Les dépenses liées au service en alternance consistaient essentiellement en frais de personnel. La première image qui vient à l’esprit quand on parle du sankin kôtai, c’est celle de l’imposant cortège qui suivait chaque seigneur féodal dans ses déplacements. Bien que le pays fût en paix, il s’agissait d’une véritable parade militaire réunissant un grand nombre de guerriers équipés de lances (yari) et d’arquebuses (teppô) qui n’avaient pourtant guère de chances d’être utilisées. Car l’objectif de toute cette mise en scène était avant tout de renforcer le prestige des daimyô.

Une fois les préparatifs du voyage terminés, les guerriers et le reste du cortège prenaient le chemin de la capitale shogunale et ils marchaient pendant des jours à travers le pays. Et quand ils venaient d’une région éloignée, le périple durait parfois plusieurs semaines. Les frais engagés devaient être énormes que ce soit en termes de personnel, d’hébergement pendant le trajet ou de séjour à Edo.

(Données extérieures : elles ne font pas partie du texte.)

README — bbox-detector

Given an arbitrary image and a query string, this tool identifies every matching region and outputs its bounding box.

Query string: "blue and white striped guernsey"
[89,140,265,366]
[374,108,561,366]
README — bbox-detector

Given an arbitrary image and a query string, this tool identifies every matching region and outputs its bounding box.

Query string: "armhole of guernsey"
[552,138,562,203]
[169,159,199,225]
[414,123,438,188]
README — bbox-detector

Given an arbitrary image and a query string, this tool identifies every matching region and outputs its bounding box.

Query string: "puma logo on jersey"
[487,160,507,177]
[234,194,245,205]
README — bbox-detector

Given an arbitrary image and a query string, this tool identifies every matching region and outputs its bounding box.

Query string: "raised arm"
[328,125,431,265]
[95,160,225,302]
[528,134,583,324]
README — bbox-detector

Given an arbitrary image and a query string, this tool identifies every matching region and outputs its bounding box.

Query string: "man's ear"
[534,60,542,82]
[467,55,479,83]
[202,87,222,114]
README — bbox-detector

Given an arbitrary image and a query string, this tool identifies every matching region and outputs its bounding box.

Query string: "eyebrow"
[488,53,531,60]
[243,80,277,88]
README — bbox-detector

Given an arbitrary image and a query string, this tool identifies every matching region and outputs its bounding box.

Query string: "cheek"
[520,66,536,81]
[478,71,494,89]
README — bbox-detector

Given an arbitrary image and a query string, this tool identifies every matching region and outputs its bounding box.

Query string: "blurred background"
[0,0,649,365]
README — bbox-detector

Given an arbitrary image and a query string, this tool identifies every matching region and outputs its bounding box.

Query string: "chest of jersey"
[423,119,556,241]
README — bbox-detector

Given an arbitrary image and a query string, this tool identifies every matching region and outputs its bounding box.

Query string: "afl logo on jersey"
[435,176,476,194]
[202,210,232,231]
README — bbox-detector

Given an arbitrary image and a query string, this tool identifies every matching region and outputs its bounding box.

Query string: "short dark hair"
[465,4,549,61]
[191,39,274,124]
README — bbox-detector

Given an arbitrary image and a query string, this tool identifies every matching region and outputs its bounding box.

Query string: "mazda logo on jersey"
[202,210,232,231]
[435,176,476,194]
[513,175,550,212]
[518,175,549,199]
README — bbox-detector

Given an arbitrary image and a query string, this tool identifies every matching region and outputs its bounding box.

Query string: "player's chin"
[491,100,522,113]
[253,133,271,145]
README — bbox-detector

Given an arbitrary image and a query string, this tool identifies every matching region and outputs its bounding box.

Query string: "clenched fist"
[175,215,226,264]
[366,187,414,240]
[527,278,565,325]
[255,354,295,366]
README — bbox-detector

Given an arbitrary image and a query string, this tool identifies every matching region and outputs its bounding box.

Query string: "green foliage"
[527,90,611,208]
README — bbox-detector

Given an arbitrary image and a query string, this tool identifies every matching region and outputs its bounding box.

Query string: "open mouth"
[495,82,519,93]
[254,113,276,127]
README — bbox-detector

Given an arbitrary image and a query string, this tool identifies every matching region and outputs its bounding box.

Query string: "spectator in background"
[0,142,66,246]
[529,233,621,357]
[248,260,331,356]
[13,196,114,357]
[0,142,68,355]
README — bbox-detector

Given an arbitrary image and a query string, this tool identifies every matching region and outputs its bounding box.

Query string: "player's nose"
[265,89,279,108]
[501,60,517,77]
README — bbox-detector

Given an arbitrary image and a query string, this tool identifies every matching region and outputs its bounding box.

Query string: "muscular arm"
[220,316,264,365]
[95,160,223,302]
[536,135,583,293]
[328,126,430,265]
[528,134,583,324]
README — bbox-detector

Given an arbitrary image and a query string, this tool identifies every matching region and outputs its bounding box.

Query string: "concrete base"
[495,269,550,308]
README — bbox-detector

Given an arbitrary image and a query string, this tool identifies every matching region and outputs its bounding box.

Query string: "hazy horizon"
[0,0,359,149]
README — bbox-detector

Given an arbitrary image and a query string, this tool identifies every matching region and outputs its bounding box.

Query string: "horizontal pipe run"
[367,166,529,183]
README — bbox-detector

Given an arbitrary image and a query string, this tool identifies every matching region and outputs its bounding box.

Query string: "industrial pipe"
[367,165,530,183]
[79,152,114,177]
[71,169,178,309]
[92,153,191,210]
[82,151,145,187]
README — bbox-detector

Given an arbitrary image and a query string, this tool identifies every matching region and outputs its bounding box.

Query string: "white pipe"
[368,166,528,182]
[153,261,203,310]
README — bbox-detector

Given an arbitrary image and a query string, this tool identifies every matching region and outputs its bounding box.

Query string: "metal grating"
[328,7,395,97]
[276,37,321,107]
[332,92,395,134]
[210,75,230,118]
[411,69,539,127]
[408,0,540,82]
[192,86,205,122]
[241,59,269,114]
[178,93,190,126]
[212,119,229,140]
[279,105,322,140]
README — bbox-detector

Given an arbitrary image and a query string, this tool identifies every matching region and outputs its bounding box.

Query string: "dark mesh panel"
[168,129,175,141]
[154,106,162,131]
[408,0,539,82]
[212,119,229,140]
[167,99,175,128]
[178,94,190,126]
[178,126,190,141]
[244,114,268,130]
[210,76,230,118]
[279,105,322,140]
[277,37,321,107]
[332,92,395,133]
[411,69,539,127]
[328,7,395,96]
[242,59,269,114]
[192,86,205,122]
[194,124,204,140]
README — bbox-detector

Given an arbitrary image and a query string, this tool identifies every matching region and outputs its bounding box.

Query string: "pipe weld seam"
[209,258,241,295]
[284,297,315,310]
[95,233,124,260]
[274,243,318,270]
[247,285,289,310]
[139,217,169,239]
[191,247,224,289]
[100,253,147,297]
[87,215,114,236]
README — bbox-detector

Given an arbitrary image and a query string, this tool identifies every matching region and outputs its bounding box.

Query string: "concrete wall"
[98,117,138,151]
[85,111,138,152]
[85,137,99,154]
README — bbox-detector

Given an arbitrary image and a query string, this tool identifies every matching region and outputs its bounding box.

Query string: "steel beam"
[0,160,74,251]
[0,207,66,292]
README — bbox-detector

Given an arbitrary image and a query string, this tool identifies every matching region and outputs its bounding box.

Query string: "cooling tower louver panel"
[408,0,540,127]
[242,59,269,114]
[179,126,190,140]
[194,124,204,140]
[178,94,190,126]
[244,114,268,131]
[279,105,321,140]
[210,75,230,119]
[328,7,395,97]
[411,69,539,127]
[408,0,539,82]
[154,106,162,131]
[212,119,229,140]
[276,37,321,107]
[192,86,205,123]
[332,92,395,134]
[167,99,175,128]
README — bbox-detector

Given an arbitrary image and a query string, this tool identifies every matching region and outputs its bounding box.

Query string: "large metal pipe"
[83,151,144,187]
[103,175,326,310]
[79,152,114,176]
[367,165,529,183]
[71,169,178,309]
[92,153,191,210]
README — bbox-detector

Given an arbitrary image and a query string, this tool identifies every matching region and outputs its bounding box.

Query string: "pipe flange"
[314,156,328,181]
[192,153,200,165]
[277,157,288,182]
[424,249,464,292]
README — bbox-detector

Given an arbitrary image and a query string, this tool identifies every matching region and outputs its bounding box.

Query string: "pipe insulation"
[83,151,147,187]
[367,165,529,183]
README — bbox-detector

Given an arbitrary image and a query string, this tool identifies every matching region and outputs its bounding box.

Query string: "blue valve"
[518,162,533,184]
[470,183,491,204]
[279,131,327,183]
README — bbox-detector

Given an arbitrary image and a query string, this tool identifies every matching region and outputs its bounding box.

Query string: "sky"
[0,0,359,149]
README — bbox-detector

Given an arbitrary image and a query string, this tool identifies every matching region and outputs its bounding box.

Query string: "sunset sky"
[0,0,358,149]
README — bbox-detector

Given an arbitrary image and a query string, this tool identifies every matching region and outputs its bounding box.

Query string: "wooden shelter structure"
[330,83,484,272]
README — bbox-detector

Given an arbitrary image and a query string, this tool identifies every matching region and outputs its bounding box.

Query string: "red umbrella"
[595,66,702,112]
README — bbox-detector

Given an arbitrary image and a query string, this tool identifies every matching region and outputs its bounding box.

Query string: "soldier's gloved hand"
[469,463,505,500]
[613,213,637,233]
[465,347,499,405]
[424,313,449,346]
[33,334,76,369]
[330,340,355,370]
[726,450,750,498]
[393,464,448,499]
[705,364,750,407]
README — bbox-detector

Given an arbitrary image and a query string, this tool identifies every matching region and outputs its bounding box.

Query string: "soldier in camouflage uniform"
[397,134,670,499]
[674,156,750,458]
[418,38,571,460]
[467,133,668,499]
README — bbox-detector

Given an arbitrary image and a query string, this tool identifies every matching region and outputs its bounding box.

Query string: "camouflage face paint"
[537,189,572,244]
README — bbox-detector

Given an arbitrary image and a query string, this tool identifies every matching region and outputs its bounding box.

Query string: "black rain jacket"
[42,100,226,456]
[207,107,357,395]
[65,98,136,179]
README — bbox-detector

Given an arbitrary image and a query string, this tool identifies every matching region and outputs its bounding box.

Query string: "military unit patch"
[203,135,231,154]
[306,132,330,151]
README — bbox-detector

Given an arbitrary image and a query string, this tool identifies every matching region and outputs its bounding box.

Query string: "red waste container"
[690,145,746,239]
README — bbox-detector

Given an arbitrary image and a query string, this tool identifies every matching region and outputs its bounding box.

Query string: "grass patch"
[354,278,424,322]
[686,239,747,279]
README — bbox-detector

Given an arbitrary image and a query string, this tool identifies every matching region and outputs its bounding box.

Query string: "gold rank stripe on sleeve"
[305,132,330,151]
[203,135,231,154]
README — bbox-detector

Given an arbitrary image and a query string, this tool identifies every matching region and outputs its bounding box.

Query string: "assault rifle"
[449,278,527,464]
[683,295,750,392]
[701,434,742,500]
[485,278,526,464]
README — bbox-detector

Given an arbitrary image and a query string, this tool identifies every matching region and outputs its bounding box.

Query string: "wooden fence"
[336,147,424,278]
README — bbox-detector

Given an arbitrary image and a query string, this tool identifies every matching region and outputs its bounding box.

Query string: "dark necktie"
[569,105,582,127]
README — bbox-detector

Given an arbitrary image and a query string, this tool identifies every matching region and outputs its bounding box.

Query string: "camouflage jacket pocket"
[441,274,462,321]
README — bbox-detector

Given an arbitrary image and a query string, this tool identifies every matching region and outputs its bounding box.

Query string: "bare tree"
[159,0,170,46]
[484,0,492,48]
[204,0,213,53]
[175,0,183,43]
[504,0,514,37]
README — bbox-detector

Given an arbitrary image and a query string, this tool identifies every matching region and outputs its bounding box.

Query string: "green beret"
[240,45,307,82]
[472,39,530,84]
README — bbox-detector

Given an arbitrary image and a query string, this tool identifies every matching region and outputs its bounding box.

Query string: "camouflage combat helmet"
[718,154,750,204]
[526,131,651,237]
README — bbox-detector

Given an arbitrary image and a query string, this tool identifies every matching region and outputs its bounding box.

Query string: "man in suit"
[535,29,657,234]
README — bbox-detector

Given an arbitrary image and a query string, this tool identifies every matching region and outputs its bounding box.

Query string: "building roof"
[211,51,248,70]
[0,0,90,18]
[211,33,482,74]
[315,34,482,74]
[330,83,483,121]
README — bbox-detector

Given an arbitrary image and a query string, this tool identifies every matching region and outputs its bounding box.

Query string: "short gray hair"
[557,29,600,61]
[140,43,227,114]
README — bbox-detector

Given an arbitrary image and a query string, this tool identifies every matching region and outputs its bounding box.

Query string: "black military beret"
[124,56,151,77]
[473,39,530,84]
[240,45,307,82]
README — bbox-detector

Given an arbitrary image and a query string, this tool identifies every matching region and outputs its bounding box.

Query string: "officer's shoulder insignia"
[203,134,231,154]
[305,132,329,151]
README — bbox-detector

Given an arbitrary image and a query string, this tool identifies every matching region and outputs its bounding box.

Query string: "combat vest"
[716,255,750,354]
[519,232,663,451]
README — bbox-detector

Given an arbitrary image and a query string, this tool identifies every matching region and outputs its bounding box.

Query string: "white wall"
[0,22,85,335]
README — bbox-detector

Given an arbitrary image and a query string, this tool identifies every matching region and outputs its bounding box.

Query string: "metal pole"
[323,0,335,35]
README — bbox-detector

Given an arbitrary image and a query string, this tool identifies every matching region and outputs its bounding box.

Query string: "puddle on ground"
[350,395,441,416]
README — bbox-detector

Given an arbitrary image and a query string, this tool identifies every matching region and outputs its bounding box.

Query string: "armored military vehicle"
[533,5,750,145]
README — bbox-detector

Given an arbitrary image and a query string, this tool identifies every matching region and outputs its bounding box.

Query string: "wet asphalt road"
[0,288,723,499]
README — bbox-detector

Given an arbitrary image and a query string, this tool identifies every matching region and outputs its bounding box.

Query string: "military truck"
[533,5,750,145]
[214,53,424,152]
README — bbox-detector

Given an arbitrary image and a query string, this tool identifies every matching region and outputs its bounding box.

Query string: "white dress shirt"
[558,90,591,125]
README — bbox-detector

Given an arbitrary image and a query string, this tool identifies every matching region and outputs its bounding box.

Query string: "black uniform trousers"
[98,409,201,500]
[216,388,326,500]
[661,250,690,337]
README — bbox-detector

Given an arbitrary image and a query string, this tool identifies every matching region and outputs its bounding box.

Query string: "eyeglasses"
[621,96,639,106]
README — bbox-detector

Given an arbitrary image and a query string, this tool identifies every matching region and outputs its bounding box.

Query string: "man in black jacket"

L’image ci-dessous représente une partie du cortège du septième daimyô du fief de Tsuyama situé dans l’ancienne province de Mimasaka (nord-est de la préfecture actuelle d’Okayama). L’action se situe en 1818, au moment où il revient de la capitale shogunale. Le seigneur est au centre de la rangée du milieu, dans son palanquin. Sur la partie de gauche de la rangée du haut, il y a des guerriers armés d’arquebuses et sur celle de droite, des archers. Cette œuvre, peinte en 1884, fait partie d’un ensemble de cloisons mobiles opaques (fusuma) composé de sept panneaux dont chacun mesure 0,95 mètre sur 1,91 mètre. Elle met en scène 812 personnages sur une longueur totale de quelque 13 mètres. Plus de 600 kilomètres séparaient le fief de Tsuyama d’Edo et le cortège du daimyô effectuait le trajet aller et retour à pied avec armes et bagages.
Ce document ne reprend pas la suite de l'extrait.